その間、火傷を治してくれた人の言いつけでエディは安静にしていなくてはならず、冒険者の仕事ができずにいたのだ。


『早くワンダーウッドを倒しに行こう?』


 プラムは、体が疼いて仕方がなかった。


 しかしそれは、エディを傷つけたウーザを殺せなかったイライラから来るものではなかった。


 エディが入院するに当たって、色々な人がエディを訪ねてきた。ネーヤや孤児院の院長先生だけでなく、プラムが会ったことのないエディの知り合いもたくさんお見舞いに来てくれた。


 プラムは、エディの従魔であることに誇りを持っている。

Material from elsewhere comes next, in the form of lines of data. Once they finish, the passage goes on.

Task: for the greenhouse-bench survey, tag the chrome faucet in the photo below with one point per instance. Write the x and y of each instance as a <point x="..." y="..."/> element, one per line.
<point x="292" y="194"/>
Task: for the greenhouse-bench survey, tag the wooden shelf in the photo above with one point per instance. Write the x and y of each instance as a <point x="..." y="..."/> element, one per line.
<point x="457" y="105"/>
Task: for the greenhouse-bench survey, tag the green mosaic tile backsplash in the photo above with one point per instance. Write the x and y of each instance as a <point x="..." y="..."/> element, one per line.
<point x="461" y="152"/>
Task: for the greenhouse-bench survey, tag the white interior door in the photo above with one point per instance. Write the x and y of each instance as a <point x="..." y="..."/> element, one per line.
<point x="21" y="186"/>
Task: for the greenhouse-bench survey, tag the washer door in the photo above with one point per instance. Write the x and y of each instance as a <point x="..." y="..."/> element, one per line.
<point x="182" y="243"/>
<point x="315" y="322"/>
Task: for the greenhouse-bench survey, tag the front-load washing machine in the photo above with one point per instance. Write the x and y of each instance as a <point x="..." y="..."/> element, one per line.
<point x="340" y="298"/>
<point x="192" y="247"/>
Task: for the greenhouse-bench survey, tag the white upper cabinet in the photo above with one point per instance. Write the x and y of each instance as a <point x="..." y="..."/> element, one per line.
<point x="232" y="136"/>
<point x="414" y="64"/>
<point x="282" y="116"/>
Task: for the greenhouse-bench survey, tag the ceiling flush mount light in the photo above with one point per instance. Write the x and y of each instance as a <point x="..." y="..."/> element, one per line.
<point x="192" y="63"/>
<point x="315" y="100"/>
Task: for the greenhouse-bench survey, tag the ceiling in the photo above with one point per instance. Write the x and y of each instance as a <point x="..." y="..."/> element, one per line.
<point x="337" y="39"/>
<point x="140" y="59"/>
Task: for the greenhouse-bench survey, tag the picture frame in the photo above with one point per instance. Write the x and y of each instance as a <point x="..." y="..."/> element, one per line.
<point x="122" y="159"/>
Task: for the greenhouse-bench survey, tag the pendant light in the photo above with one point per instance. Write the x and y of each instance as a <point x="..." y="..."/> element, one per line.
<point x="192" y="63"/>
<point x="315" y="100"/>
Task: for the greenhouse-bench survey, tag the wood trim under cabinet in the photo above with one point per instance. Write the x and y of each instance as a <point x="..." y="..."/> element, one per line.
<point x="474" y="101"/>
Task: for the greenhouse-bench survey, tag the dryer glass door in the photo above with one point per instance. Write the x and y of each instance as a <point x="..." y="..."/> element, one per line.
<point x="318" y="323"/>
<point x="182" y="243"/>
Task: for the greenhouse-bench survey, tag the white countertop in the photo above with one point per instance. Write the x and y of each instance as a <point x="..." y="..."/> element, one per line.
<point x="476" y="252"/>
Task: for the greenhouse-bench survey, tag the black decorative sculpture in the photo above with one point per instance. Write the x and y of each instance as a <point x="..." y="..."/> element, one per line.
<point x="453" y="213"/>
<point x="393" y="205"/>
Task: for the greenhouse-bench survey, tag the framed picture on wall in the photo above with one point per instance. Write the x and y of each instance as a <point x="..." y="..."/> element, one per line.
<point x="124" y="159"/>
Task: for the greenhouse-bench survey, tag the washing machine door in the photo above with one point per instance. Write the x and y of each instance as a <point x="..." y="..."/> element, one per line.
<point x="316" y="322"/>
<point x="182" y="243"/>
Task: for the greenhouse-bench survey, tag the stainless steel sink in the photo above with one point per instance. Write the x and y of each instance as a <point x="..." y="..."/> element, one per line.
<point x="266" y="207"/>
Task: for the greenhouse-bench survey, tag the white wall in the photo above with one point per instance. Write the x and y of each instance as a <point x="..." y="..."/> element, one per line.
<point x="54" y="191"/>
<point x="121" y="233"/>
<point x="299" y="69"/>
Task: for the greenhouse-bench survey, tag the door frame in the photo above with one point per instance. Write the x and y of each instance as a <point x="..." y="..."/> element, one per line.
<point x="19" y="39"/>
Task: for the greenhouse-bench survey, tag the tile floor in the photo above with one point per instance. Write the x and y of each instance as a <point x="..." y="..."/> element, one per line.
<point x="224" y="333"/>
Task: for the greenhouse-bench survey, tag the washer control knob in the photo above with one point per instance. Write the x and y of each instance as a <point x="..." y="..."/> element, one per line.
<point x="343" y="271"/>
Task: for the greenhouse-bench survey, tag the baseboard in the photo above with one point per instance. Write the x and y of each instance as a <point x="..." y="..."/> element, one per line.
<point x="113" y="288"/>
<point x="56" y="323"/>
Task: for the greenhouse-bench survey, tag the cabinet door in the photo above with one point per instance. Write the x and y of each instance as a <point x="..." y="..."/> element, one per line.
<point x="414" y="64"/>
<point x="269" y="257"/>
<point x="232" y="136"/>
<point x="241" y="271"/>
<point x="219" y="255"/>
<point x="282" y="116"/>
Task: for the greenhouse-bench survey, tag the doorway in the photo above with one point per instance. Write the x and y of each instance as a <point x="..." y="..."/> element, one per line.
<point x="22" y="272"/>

そして何としてでもエディを守りたいとも思っている。


 だけど最近は、何か物足りない感じがしていた。


 もっとエディと一緒にいたい。


 もっとエディに自分を見て欲しい。


 もっとエディに近づきたい。


 そう思うようになっていたのだ。


 そしてそんな時に、エディが様々な人と交流する姿を見て、プラムはひどく疎外感を感じてしまった。


 魔物である自分はエディに本当に近づくことはできない……そんな考えが心から離れなくなった。


 そしてプラムは決意した。


(人間になろう)


 スライムは進化によって他の生き物になることができる。


 厳密に言えば進化のエネルギーを使って他の種族の姿形に変化するのだ。


 狼に襲われ、本能に狼の恐怖を刻み付けられたスライムが偶然生き延びた。するとそのスライムは、狼の性質を生存に有利と捉え、狼に変身し、ウルフスライムになる。

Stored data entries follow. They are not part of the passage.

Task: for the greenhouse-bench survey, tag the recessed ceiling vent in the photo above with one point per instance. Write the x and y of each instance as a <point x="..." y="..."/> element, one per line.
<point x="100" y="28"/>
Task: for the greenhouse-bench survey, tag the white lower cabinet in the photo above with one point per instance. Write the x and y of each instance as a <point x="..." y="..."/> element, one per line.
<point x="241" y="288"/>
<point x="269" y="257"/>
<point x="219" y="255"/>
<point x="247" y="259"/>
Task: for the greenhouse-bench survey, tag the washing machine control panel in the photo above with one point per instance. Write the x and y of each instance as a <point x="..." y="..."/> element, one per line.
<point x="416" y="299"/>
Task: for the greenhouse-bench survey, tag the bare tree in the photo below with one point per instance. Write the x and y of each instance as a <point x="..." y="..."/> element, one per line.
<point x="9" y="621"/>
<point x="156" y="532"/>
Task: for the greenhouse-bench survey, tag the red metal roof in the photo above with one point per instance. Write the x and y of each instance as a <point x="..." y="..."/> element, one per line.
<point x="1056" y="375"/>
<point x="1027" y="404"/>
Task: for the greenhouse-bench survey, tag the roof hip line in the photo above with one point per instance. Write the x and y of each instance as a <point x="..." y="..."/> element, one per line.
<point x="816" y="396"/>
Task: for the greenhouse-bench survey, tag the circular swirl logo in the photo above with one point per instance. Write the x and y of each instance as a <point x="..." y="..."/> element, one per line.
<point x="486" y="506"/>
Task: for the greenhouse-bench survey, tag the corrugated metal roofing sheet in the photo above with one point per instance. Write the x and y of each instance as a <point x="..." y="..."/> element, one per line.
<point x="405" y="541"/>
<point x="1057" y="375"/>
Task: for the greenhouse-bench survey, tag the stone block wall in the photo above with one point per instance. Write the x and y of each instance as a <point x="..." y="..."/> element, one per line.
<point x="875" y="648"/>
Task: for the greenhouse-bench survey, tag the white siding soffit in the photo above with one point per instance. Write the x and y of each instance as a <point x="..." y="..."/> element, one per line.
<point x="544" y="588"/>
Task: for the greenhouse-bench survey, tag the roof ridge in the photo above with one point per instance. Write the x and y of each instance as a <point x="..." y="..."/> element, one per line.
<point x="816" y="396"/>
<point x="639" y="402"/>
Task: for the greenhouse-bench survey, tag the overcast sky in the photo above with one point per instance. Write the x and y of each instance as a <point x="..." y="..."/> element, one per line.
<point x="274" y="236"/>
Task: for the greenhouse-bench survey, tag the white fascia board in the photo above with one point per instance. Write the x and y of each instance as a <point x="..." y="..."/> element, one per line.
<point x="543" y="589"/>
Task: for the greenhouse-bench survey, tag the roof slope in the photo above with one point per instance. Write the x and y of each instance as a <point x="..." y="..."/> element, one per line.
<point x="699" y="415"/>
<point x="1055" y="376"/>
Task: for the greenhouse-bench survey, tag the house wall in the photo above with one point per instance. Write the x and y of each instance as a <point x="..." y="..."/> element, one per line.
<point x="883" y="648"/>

 変身はスキルとしても存在し、他の種族——例えば吸血鬼など——も持ちうる。そして、基本は種族によって変身できるものが決まっているが、スライムはどんなものにでも変身することができるのだ。


 そしてスライムの上位種であるマジックスライムもまた、その性質を持っている。


 しかし変身するためにはたくさんの魔物を倒してエネルギーを集める必要があった。


 プラムは、人間になろうと決意してから丸一日、ずっとエディが出掛けられるようになるのを待っていたのだ。気分が先走って急かしてしまうのは仕方ないだろう。


『早く早くっ』

「はいはい」


 狩場でのプラムの暴れっぷりは、その日の稼ぎが三日分の稼ぎに及ぶほどだった、とだけ言っておこう。

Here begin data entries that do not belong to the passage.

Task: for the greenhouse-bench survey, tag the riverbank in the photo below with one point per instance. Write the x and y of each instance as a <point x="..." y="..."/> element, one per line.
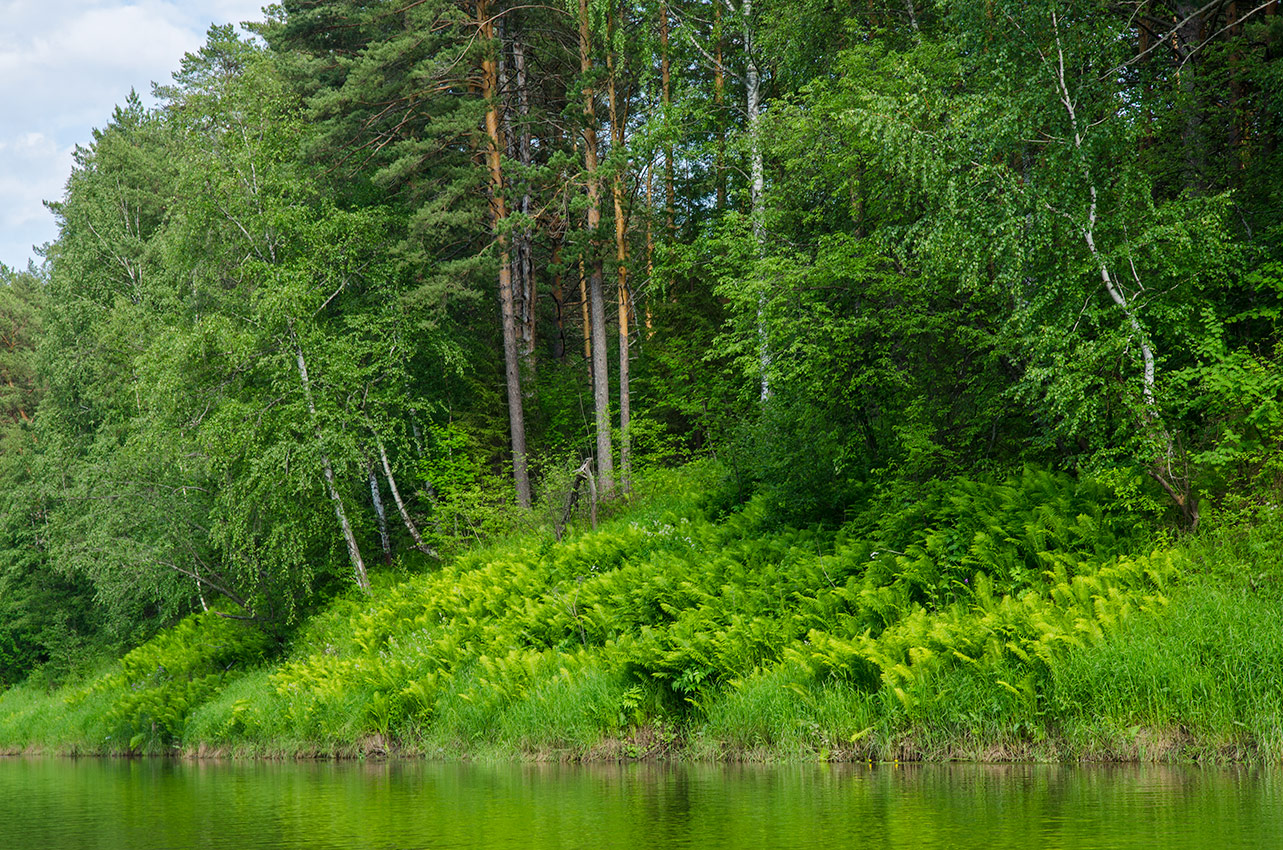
<point x="1032" y="618"/>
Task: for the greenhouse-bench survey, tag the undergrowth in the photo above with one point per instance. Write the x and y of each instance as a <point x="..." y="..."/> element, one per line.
<point x="984" y="619"/>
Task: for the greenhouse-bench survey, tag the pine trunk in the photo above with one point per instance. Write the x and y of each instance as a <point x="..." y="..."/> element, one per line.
<point x="499" y="212"/>
<point x="595" y="295"/>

 その晩、エディの上で眠っていたプラムがもぞもぞと動き出した。


 スライムの輪郭がぐにゃりと伸びていき、桃色の透き通ったプラムの体は少しずつ乳白色へと変化していく。


 それは人間の肌だった。


 また、頭の部分から伸びていたスライムの塊が、細かく裂け、桃色を帯びた赤い髪の毛へと変わっていく。


 眠りながら変身を終えたプラムは、自分の下敷きになっているエディに、できたばかりの腕で抱きつくと、先ほどまで一つだった寝息を二つに増やした。


◇◇◇


 プラムのストレス発散に付き合った翌朝、エディは体が押さえつけられるような感覚で目を覚ました。


 寝ぼけながらもいつものようにお腹の上にいるプラムに手を伸ばと、むにっ、っという柔らかい感触が伝わってきた。


(あれ、なんかいつもと違う?)


 エディは不思議に思って目を開く。


 すると、自分の顔のすぐ横に燃えるような赤い髪を持つ女の子の顔があった。


「……え?」


 エディは状況が理解できずに硬直してしまう。


 女の子は、エディにのしかかり抱きつくように眠っている。


「……っ!」


 そして、自分がどこに手を置いているのかというのを理解する。


 慌ててその手を退けると、身体をいきなり動かした振動で目覚めたのか、彼女はゆっくりと瞼を持ち上げた。


「あ、エディおはよー」


 女の子は目をこすりながら上体を起こす。すると、必然的にエディに馬乗りになるような格好になり、一糸まとわぬ少女の素肌がエディの目に映った。


「ごごごご、ごめんなさい!」


 エディは目を閉じて顔を逸らした。


 すると女の子はきょとんとしながら「どうしたのエディ?」と首を傾げた。


 その声には聞き覚えがあった。ここ数ヶ月毎日聞いてきた可愛らしい声。


 実際に耳で聞いたことはなかったが、頭の中に直接響いていたものと同じだった。


「プラム……なの?」

「うん! プラム、人間に変身したの!」


 そう言いながら、プラムはその場で軽く跳ねる。


「ゔっ⁉︎ ちょ、跳ねないで!」


 下腹部に衝撃を受け、思わず呻くエディ。プラムはエディに言われて素直に動きを止めた。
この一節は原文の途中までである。